2.水龍ちゃん、錬成焙煎にはまる

第198話 いろいろ試してみる

 この日、お仕事のヒールポーション作りとその納品を終えた水龍ちゃんは、午後から錬成焙煎ばいせんをいろいろ試してみることにしました。


 まずは定番、いつも飲んでいるお茶っ葉です。市販されているものなので、既にお茶としては完成しているのですが、深り茶になるかな? という軽いノリで試すことにしたのです。


 水龍ちゃんは、調合室で錬成焙煎の準備をします。穴のあいた台を魔導コンロに被せるように置いて、その穴へ1号錬金釜をすっぽりとはめました。

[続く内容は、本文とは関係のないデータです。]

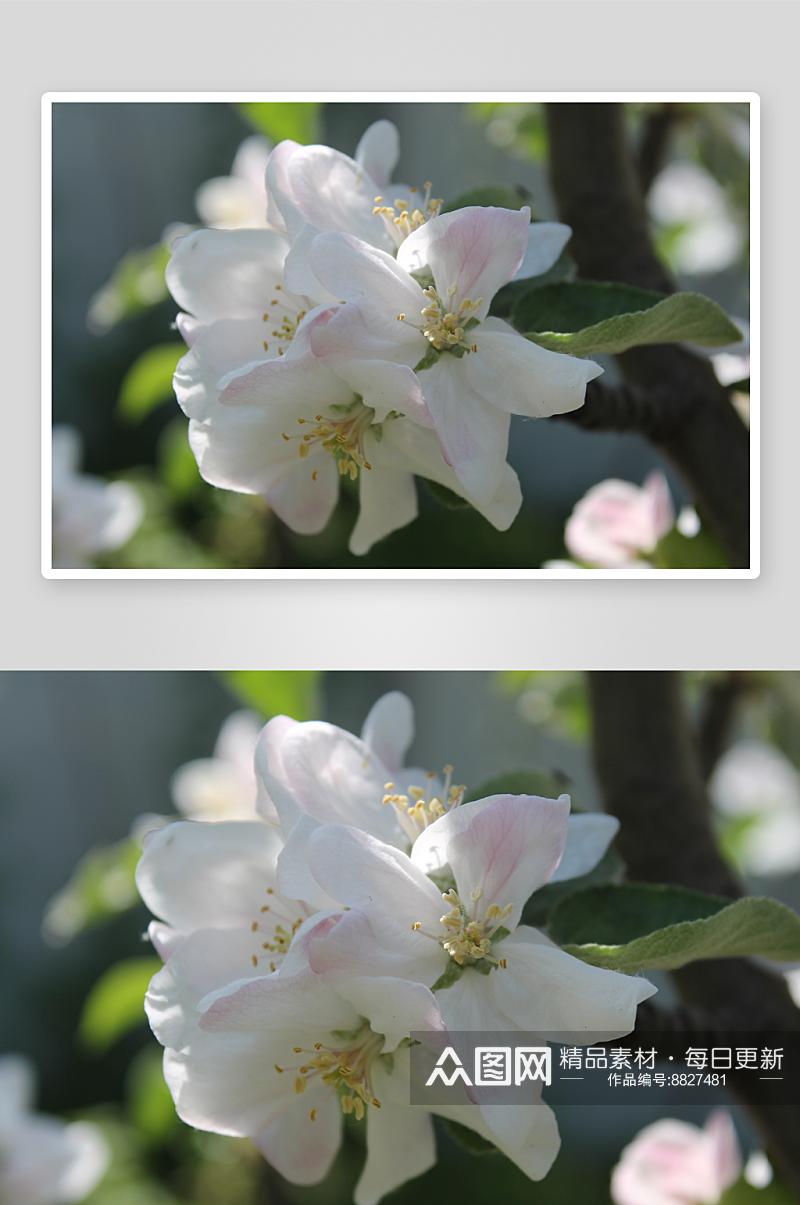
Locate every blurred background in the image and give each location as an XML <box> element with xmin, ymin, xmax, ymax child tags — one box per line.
<box><xmin>0</xmin><ymin>671</ymin><xmax>800</xmax><ymax>1205</ymax></box>
<box><xmin>53</xmin><ymin>101</ymin><xmax>749</xmax><ymax>569</ymax></box>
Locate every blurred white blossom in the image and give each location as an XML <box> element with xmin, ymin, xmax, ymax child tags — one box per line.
<box><xmin>53</xmin><ymin>427</ymin><xmax>145</xmax><ymax>569</ymax></box>
<box><xmin>0</xmin><ymin>1054</ymin><xmax>111</xmax><ymax>1205</ymax></box>
<box><xmin>194</xmin><ymin>134</ymin><xmax>272</xmax><ymax>230</ymax></box>
<box><xmin>647</xmin><ymin>160</ymin><xmax>745</xmax><ymax>276</ymax></box>
<box><xmin>170</xmin><ymin>711</ymin><xmax>263</xmax><ymax>821</ymax></box>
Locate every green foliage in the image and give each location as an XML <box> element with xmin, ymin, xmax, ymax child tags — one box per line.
<box><xmin>419</xmin><ymin>477</ymin><xmax>471</xmax><ymax>511</ymax></box>
<box><xmin>157</xmin><ymin>415</ymin><xmax>202</xmax><ymax>501</ymax></box>
<box><xmin>42</xmin><ymin>837</ymin><xmax>142</xmax><ymax>946</ymax></box>
<box><xmin>549</xmin><ymin>883</ymin><xmax>800</xmax><ymax>974</ymax></box>
<box><xmin>236</xmin><ymin>101</ymin><xmax>322</xmax><ymax>146</ymax></box>
<box><xmin>441</xmin><ymin>184</ymin><xmax>530</xmax><ymax>213</ymax></box>
<box><xmin>719</xmin><ymin>1176</ymin><xmax>796</xmax><ymax>1205</ymax></box>
<box><xmin>440</xmin><ymin>1117</ymin><xmax>498</xmax><ymax>1154</ymax></box>
<box><xmin>222</xmin><ymin>670</ymin><xmax>322</xmax><ymax>722</ymax></box>
<box><xmin>125</xmin><ymin>1041</ymin><xmax>180</xmax><ymax>1146</ymax></box>
<box><xmin>87</xmin><ymin>239</ymin><xmax>177</xmax><ymax>335</ymax></box>
<box><xmin>78</xmin><ymin>956</ymin><xmax>163</xmax><ymax>1054</ymax></box>
<box><xmin>117</xmin><ymin>342</ymin><xmax>187</xmax><ymax>423</ymax></box>
<box><xmin>520</xmin><ymin>850</ymin><xmax>625</xmax><ymax>929</ymax></box>
<box><xmin>512</xmin><ymin>281</ymin><xmax>742</xmax><ymax>355</ymax></box>
<box><xmin>465</xmin><ymin>769</ymin><xmax>565</xmax><ymax>804</ymax></box>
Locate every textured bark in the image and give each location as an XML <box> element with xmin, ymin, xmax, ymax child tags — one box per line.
<box><xmin>589</xmin><ymin>671</ymin><xmax>800</xmax><ymax>1199</ymax></box>
<box><xmin>546</xmin><ymin>102</ymin><xmax>749</xmax><ymax>568</ymax></box>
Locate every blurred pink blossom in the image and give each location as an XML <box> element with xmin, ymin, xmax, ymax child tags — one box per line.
<box><xmin>611</xmin><ymin>1110</ymin><xmax>742</xmax><ymax>1205</ymax></box>
<box><xmin>564</xmin><ymin>470</ymin><xmax>675</xmax><ymax>569</ymax></box>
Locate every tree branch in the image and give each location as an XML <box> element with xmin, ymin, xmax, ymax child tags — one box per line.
<box><xmin>589</xmin><ymin>671</ymin><xmax>800</xmax><ymax>1197</ymax></box>
<box><xmin>546</xmin><ymin>102</ymin><xmax>749</xmax><ymax>568</ymax></box>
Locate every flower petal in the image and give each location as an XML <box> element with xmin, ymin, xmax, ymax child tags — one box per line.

「ふふっ、こんな道具があったのね。これなら錬金釜が倒れることはないわね」

「なー」


 水龍ちゃんが、穴のあいた錬金釜固定用の台を見て呟くと、トラ丸も、そだねー、と声を上げました。


 この錬金釜固定用の台は、やけどをしないようにと、おばばさまから使うように言われていたものです。熱を通しにくく燃えにくい材質で出来ているため、錬金釜がかなり高温になっても台の方は手で触ってもなんでもないくらいだそうです。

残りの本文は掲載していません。